BREAST CANCER SURVIVOR: PA native unbreakable in breast cancer & pandemic battles
Published 12:19 am Friday, October 16, 2020
Getting your Trinity Audio player ready...
|
Tonja Voorhies was no stranger to mammograms. She had been getting them yearly since she was 25 years old.
She was used to the routine. She would go to the doctor, get the test and soon after, she would receive a letter in the mail saying everything was good.
In May 2019, that did not happen, she said.
“I didn’t get any paperwork,” she said. “They didn’t send anything in the mail. A month passed, I just called the place. They answered and asked if I had called my doctor and told me they had sent the results over.”
Voorhies said she thought the change was strange but did not think too much of it.
“The doctor called me and was really apologetic, because no one had called me to give me that information,” she said. “I needed to come in the next day because a whole month had gone by. She gave me the news that it was suspicious.”
A biopsy and MRI confirmed the doctor’s suspicion of breast cancer, and Voorhies was referred to MD Anderson in Houston.
“Everything was pretty fast,” she said. “They set me up with my team. I met the oncologist, the surgeon, the radiologist — you meet your whole team, which is everyone that you could potentially be involved with. It doesn’t mean that you will need them, but that you could.”
After doctors informed her the prognosis was good, they laid out a map of what the next few months would look like.
Voorhies began chemotherapy treatment, but after a few weeks, doctors did not like the rate at which the tumors were being affected and moved on to a stronger treatment, commonly referred to as “The Red Devil” for its strength.
“I started that in August and completed my last chemo treatment Dec. 30,” she said.
Throughout her treatment, she continued to work at the Jefferson County Sheriff’s Office.
“My boss, Zena Stephens, was great about working around my schedule,” Voorhies said. “I had amazing coworkers that would send me care packages and make meals for me. They were really great.”
After completing treatments and consulting with her doctors, Voorhies had a lumpectomy.
“We did that in February,” she said. “After that, I had to do immunotherapy and radiation treatment.”
Voorhies began daily radiation treatment in March but soon learned her routine was about to change.
“We were en route to my appointment, which was on a Monday,” she said. “We knew the pandemic hit, but didn’t know how it impacted the hospital. We drove all the way to Houston and got there and it was 7 a.m. We knew it would be a long day.”
That is when Voorhies got a notification on her phone that all of her appointments were canceled.
“I said we are going to these appointments. We drove all the way here,” she said. “We saw these women coming off the elevator and they were really upset. She told me that my husband wouldn’t be able go with me. I thought he’d be OK, because he had been to all of the other appointments. She told me that they had flown in to be with their mother who had all these conditions and that the hospital wouldn’t let them in.”
Voorhies told her husband, Fredrick Voorhies, that they would try to tell the staff he needed to push her in a wheelchair to her appointments.
“That was going to be our thing to get him in,” she said laughing. “Everything was shutdown. They had people there waiting to push me and everything.

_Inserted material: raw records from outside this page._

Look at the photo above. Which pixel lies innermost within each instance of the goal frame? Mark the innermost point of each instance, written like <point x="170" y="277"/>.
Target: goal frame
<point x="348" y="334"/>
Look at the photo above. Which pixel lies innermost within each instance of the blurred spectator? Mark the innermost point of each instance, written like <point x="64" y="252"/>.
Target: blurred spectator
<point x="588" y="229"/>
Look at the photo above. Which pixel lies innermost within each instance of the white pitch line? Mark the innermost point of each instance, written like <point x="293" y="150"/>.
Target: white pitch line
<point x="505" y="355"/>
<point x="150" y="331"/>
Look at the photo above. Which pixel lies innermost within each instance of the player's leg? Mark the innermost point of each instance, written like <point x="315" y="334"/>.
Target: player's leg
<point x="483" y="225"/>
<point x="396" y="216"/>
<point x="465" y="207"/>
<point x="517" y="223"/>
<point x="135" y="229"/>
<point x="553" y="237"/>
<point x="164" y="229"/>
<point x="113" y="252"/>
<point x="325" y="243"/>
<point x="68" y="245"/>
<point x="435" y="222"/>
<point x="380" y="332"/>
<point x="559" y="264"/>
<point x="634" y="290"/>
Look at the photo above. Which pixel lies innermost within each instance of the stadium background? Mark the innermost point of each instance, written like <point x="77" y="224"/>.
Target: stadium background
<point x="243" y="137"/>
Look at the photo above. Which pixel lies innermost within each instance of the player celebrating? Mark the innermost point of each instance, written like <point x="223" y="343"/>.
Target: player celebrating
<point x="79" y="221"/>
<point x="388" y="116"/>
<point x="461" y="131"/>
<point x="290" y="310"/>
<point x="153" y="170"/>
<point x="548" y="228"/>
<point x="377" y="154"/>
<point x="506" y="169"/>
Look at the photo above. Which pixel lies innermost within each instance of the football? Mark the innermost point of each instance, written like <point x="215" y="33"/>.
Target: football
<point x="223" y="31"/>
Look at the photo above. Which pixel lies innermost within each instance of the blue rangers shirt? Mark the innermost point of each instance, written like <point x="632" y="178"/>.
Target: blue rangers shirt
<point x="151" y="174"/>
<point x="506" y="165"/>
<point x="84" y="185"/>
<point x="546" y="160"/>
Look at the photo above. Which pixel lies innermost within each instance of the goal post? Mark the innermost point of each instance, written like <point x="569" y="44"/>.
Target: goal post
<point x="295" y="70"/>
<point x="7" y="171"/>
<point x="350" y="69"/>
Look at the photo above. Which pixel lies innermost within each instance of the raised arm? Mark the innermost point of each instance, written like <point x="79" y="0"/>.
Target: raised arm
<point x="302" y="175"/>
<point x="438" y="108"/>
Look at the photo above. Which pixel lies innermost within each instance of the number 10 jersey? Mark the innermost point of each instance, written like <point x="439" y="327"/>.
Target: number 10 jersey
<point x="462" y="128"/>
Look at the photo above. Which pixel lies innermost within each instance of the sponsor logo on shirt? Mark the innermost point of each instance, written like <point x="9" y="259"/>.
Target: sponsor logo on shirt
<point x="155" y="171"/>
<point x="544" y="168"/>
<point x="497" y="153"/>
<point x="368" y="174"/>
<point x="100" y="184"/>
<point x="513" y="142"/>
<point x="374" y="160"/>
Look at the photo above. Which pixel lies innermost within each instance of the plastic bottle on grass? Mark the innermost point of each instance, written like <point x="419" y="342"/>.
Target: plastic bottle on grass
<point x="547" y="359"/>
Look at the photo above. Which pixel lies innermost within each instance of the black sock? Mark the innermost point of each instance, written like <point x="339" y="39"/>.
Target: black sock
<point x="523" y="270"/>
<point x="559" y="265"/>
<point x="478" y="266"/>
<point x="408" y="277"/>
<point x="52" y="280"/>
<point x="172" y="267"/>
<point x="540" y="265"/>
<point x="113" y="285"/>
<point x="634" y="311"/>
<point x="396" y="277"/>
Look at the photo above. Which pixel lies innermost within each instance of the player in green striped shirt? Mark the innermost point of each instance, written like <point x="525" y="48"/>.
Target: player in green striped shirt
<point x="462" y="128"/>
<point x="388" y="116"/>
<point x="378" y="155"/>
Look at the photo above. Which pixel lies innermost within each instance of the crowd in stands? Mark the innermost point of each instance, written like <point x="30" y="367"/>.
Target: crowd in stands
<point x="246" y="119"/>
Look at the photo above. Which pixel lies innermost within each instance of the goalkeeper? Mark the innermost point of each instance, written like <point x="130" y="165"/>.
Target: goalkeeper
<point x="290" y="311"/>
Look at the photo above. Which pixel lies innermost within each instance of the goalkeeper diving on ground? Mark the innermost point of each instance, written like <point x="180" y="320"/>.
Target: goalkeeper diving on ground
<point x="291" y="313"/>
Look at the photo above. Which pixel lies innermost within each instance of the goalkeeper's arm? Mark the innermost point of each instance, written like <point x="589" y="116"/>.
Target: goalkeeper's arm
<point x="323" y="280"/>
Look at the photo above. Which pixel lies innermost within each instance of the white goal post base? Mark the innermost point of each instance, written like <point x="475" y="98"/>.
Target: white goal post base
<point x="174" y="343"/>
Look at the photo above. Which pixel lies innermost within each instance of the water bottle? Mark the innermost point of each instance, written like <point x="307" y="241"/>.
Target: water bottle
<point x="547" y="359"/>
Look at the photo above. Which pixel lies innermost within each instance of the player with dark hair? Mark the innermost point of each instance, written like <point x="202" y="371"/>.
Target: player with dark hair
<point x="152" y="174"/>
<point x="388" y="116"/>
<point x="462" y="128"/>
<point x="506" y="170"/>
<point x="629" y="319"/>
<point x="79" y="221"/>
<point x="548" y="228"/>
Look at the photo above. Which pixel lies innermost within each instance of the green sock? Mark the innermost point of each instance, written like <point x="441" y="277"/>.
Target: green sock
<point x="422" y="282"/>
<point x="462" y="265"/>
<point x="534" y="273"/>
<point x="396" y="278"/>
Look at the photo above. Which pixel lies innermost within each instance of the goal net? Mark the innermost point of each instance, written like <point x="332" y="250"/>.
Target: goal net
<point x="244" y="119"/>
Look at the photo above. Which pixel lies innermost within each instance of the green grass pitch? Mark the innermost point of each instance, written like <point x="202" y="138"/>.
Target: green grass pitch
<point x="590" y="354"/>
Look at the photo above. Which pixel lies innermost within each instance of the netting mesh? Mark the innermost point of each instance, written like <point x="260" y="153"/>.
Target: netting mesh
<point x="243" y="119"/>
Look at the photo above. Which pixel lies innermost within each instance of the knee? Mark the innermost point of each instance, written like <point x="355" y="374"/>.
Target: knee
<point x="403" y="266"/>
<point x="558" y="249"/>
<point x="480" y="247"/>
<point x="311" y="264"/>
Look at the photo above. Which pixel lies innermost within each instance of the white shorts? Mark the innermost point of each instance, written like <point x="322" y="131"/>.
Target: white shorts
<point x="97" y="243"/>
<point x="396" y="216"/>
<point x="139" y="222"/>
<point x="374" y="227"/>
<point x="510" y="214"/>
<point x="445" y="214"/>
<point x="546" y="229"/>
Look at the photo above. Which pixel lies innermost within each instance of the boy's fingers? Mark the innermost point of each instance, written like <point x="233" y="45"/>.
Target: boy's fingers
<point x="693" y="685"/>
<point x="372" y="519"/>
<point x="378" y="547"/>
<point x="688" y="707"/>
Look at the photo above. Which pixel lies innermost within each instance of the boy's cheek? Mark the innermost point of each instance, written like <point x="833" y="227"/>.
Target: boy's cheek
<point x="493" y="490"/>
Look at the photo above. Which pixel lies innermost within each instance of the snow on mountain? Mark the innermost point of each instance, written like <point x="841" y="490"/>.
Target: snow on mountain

There was this overwhelming emotion that came over me because I always wondered about something going wrong.”
Fredrick Voorhies had been with his wife to every appointment prior, offering a shoulder for his wife to lean on. Tonja Voorhies said her husband went to wait in the parking garage, where cellphone reception was sporadic at best.
“He had to learn to park in a certain area to get the signal,” she said. “(During the first time without Fredrick), I was in there bawling my eyes out. He couldn’t get reception.”
Fredrick Voorhies adjusted to dropping his wife off at her appointments before going to nearby parks and stores, where he had better reception to talk to his wife and to work from his computer while he waited.
Tonja Voorhies is currently in remission and still gets emotional talking about the day she was able to ring the bell at MD Anderson, signaling her victory.
“Oh my God,” she said. “It was a strange feeling. You get close to your team and get this strange connection. You see these people all the time. You realize that you aren’t going to see them again. I had those emotions. The second one was that we were in the middle of the pandemic so I couldn’t have my family there. They were on a Zoom call and got to watch me do it from there though.”
Voorhies thanked her friends and family who kept her illness quiet until she was ready.
“People say that you can’t tell anyone a secret if you don’t want it to get out,” she said. “I can’t thank them enough. I told people and asked them to let me share it on my time and they did. They kept it close. I know it was hard, because they were grieving with me. They did that for me. They let me say it to the world when I was ready to.”